What is your experience of teaching? Pat Leon asks teachers how they manage.

Name : Jerry Wellington

Age : 54

Job : Professor in the School of Education, Sheffield University.

Salary : About £42,000

Qualifications : BA in physics and philosophy (Bristol); PGCE (London); MA philosophy of education (London); PhD in education (Sheffield).

Experience : I started teaching in the 1970s in London comprehensives. After doing a higher degree, I was offered a job at Sheffield teaching trainee teachers and postgraduates. I now head our research degrees programmes and teach on our masters and doctoral courses.

Hours spent teaching : About 300 hours a year, but more if you add online tutorials to overseas students, marking and feedback. I supervise students in Hong Kong, Singapore and the Caribbean. I've got more involved in teaching research methods and methodology. Everyone needs some grounding.

Hours on red tape : I try not to think about the hours, it drives me to drink.

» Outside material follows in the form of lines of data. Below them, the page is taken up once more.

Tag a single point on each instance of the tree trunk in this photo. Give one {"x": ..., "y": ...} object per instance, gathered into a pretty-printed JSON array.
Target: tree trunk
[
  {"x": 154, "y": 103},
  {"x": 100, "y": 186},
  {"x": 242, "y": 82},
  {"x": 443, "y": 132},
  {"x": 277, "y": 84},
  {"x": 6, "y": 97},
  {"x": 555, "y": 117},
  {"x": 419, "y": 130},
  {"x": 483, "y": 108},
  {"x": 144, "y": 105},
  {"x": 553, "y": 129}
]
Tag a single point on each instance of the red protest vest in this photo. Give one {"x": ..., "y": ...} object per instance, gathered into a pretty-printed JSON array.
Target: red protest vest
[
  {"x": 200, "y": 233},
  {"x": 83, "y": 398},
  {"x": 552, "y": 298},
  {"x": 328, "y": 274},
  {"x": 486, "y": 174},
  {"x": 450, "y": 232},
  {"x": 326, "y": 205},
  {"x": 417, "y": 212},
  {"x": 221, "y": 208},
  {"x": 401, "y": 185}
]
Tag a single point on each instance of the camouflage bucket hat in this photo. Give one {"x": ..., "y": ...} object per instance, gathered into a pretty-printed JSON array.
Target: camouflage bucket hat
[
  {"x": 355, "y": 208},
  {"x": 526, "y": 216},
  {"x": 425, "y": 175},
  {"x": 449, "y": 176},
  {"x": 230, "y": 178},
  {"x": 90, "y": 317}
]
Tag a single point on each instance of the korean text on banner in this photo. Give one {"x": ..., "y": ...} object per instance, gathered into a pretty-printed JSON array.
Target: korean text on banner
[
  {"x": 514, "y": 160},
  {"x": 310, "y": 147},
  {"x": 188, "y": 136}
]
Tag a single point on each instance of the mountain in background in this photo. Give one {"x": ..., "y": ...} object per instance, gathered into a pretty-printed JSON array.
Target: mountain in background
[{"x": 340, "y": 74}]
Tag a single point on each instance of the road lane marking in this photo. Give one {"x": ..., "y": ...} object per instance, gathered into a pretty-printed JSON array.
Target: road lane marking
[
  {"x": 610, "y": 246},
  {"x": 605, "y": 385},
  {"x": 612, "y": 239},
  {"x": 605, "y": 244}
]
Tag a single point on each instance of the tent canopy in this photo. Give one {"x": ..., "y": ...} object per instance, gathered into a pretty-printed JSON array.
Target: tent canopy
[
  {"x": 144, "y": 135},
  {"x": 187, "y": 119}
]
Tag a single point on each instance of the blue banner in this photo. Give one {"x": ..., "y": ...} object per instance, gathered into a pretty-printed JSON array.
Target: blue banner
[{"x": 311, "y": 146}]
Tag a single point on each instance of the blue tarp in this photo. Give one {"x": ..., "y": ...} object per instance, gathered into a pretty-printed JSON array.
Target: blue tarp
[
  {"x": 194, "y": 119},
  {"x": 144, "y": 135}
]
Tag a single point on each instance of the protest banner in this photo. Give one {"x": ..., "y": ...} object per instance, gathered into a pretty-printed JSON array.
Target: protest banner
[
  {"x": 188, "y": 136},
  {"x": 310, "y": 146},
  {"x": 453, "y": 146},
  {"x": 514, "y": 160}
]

Hours on research : Who knows? When you are walking to work or lying in the bath ideas come. Some famous scientists had their best ideas when they were asleep, but I'm not sure if this would count in the research assessment exercise. My main area is still science education.

Bugbear? Language. A Libyan student asked me to write something and when I gave it to him, I said: "Bob's your uncle." He had no idea what I meant.

And, again, when I wrote a book that was translated into Korean the translator kept emailing me asking things such as "what are horses for courses?" We say some strange things in English. I wouldn't want to lose them. International students like learning idioms and metaphors, but we must give them space to query our language.

Worst teaching moments? Students, often mature, who launch into long monologues in group discussion with no regard for peers and how much time they are taking up.

Dislikes : People who scatter conversation and assignments with words such as "epistemology", "relativism" and "ontology" without knowing their meaning.

Best? Reading good assignments and listening to students. You often see good new references and hear ideas that are researchable. I call it teaching-led research.

Funniest? Students voting me rear of the year.

Teaching tips : Enjoy teaching and treat it as your learning experience, too. Be polite but blunt. If people come out with an argument or use language that doesn't make sense, tell them, instead of patronisingly saying "yes, very interesting".

Outside interests : Football - I still play - novels and keeping fit.